Gli integralisti che escludono l’impiego di strumenti melodici al di fuori dei rari casi esemplificati nei manoscritti sono ormai una retroguardia ristretta. Oggi, la controversia fra specialisti riguarda per lo più l’ampiezza, il numero, la natura specifica di tali interventi, non l’opportunità di compierli, e preferisce spostarsi sul terreno della prassi: scelte riguardanti gli interpreti, esecutori e cantanti; problemi drammaturgici del testo: espunzioni, spostamenti, prestiti da altre composizioni dello stesso autore e dello stesso genere; aggiunte o ripetizioni di Ritornelli e Sinfonie; tagli e trasposizioni di tonalità; elezione di una data versione, quando esistano più lezioni sopravvissute, riflesso di interventi successivi o di riprese in mutate circostanze.

Come sempre avviene quando ci si muove sul terreno minato dell’aleatorietà e del gusto, si impongono questioni di misura, di civiltà, di spirito filologico temperato dal buon senso della militanza appassionata, di conoscenza storiografica, ricorrendo a una confrontazione di arti e movimenti estetici che allarghino la visione e il giudizio.

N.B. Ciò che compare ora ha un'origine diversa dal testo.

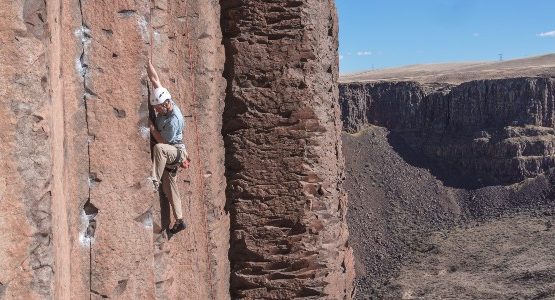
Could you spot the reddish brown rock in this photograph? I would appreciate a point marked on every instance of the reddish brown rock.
(497, 131)
(77, 217)
(283, 155)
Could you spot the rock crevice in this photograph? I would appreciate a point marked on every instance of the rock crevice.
(498, 131)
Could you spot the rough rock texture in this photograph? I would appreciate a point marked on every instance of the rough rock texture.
(495, 131)
(78, 219)
(395, 201)
(283, 154)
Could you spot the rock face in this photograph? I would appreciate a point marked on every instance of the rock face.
(77, 217)
(283, 154)
(498, 131)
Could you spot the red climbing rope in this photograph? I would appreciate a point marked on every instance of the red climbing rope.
(197, 138)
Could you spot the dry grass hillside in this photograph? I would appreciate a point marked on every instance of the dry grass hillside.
(456, 73)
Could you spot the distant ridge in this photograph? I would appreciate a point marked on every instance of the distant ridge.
(460, 72)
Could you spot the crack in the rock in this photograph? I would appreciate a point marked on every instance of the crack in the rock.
(87, 92)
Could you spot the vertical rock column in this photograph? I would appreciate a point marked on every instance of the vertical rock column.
(284, 164)
(26, 252)
(189, 56)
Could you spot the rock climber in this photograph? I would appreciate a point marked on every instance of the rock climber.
(169, 153)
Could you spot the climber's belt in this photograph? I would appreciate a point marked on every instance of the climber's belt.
(172, 167)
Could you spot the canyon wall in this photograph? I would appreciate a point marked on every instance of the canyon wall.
(78, 218)
(283, 152)
(497, 131)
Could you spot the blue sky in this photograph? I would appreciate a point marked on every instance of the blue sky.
(387, 33)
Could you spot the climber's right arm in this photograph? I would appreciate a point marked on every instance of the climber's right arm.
(152, 75)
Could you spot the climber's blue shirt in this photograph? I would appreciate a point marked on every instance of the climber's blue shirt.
(171, 125)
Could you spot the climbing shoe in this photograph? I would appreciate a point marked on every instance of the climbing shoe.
(178, 226)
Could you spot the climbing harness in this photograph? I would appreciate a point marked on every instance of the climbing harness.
(186, 161)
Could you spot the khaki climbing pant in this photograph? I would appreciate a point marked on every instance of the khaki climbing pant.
(163, 155)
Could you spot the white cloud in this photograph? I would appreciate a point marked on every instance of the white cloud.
(364, 53)
(547, 34)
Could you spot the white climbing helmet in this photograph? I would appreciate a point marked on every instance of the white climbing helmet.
(160, 96)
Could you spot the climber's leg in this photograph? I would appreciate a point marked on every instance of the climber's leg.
(169, 187)
(162, 154)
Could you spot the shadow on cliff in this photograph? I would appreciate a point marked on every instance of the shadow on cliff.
(448, 174)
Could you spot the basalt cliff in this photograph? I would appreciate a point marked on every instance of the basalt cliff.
(449, 170)
(263, 200)
(491, 131)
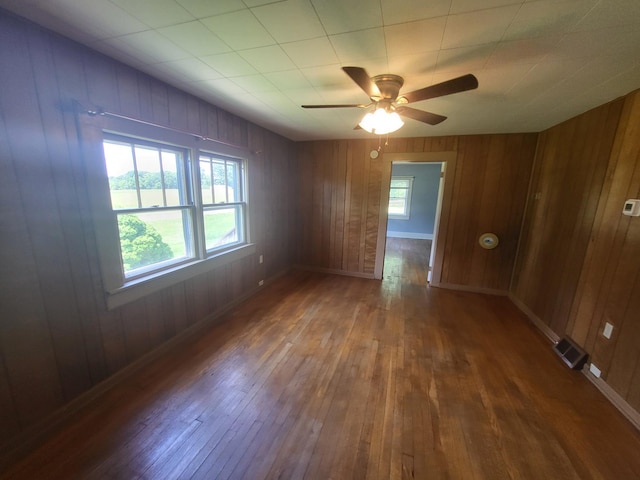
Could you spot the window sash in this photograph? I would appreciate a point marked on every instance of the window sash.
(400, 197)
(199, 239)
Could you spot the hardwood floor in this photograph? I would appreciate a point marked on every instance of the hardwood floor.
(322, 376)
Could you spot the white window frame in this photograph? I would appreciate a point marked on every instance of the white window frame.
(119, 289)
(407, 204)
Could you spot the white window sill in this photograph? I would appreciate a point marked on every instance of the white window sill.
(139, 288)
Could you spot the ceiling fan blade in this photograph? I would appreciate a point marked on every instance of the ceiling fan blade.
(361, 77)
(421, 116)
(456, 85)
(359, 105)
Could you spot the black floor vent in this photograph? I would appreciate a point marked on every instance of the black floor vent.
(570, 353)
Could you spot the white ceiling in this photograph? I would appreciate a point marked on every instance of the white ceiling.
(538, 62)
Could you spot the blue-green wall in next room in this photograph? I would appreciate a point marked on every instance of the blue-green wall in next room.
(424, 200)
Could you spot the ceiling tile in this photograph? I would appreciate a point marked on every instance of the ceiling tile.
(299, 52)
(536, 60)
(288, 80)
(255, 83)
(338, 16)
(326, 76)
(530, 50)
(304, 96)
(610, 14)
(195, 38)
(462, 6)
(535, 79)
(416, 68)
(230, 64)
(240, 30)
(190, 69)
(476, 28)
(602, 42)
(402, 11)
(356, 46)
(547, 17)
(290, 21)
(207, 8)
(498, 80)
(159, 14)
(467, 59)
(415, 37)
(149, 47)
(115, 21)
(268, 59)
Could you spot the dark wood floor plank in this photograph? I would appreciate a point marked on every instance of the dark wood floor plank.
(322, 376)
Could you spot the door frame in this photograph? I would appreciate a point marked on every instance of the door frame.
(448, 160)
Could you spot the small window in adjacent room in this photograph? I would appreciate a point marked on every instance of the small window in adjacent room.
(400, 197)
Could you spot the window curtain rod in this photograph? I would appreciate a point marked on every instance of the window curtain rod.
(99, 111)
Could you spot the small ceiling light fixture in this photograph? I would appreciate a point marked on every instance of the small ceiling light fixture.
(381, 121)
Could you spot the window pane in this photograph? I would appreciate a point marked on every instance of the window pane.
(172, 178)
(399, 182)
(222, 226)
(232, 187)
(153, 238)
(397, 193)
(205, 181)
(220, 195)
(121, 172)
(396, 206)
(149, 179)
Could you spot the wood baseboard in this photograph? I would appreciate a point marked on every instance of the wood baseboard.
(332, 271)
(30, 438)
(543, 327)
(467, 288)
(620, 403)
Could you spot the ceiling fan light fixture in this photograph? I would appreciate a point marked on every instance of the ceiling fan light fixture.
(381, 121)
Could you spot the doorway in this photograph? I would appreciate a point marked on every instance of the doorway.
(413, 204)
(446, 162)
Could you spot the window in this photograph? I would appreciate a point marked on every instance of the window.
(167, 206)
(400, 197)
(222, 201)
(149, 188)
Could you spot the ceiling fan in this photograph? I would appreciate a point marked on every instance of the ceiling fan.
(384, 92)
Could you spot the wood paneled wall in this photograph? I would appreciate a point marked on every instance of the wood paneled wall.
(57, 340)
(579, 265)
(569, 172)
(339, 204)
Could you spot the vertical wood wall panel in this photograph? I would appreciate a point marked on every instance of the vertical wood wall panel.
(571, 165)
(490, 187)
(579, 262)
(57, 340)
(609, 287)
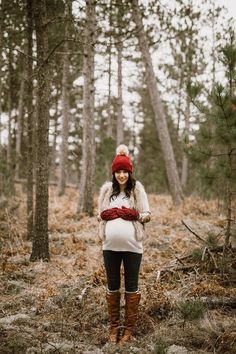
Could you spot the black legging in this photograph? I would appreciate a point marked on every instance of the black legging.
(131, 261)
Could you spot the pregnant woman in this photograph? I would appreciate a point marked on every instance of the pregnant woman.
(123, 209)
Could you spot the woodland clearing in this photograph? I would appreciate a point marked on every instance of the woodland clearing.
(188, 289)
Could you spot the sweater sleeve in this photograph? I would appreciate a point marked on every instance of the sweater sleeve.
(144, 214)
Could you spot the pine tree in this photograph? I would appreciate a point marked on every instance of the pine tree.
(215, 146)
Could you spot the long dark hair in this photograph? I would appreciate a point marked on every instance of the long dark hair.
(116, 187)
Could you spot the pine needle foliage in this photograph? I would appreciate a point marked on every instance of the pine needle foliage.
(214, 150)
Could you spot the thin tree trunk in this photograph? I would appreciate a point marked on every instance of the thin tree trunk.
(19, 126)
(120, 125)
(53, 154)
(88, 149)
(9, 146)
(1, 65)
(160, 117)
(109, 120)
(40, 241)
(30, 123)
(184, 174)
(65, 107)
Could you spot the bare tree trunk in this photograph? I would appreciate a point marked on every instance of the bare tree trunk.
(65, 107)
(88, 149)
(119, 46)
(9, 146)
(55, 133)
(1, 64)
(40, 241)
(30, 123)
(120, 125)
(109, 120)
(184, 174)
(19, 126)
(160, 117)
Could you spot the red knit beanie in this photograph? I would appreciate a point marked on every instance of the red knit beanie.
(122, 160)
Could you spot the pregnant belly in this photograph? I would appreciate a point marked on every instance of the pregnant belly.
(119, 229)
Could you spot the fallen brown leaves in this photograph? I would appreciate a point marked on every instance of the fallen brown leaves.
(65, 298)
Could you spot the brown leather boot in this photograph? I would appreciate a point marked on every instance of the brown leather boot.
(131, 311)
(113, 302)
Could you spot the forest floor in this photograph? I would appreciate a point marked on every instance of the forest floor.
(188, 288)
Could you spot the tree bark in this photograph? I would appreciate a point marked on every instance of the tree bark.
(30, 123)
(10, 80)
(109, 112)
(184, 174)
(40, 241)
(119, 46)
(55, 133)
(65, 106)
(19, 126)
(160, 117)
(85, 204)
(1, 64)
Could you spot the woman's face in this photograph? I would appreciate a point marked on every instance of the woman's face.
(122, 177)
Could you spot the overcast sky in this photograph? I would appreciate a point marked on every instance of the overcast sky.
(230, 5)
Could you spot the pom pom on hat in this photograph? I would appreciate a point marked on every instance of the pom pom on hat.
(122, 160)
(122, 150)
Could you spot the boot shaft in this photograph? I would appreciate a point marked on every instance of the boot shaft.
(132, 301)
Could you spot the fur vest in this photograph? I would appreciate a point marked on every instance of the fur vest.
(138, 200)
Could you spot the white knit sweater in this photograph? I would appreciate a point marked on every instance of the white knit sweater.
(119, 234)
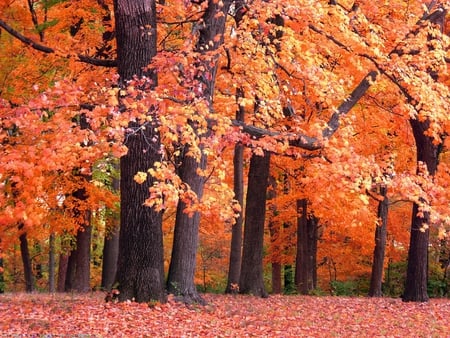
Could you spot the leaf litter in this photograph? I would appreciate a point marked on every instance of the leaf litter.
(74, 315)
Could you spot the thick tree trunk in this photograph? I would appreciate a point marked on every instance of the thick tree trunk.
(376, 278)
(306, 258)
(417, 271)
(234, 269)
(252, 279)
(182, 265)
(26, 260)
(140, 265)
(185, 242)
(111, 247)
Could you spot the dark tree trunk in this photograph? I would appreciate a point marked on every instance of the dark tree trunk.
(417, 271)
(183, 262)
(274, 230)
(111, 248)
(234, 269)
(26, 260)
(2, 278)
(306, 258)
(185, 242)
(110, 254)
(62, 272)
(252, 279)
(78, 266)
(376, 278)
(140, 265)
(289, 278)
(82, 278)
(51, 264)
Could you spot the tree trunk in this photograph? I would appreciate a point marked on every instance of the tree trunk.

Non la pretesa di migliorare e abbellire le opere che riscopre deve muovere la mano del curatore, ma uno spirito di servizio che si ponga il problema di tradurle e presentarle rispettosamente in modo appropriato a favorire la riscoperta della loro grandezza ad ascoltatori che le rileggono in situazioni ambientali tanto diverse, condizionati da esperienze che hanno trasformato e riempito di nuovi significati il messaggio originario.

A volte certe posizioni che appaiono distanti dalla lettera del manoscritto, come talune ideologicamente assunte a riferimento dai musicologi che orientano i comportamenti e le scelte del Festival barocco di Fano, sono quelle che meglio rispettano lo spirito del testo, le più fedeli all’assunto di partenza, le più vicine al mistero della creazione.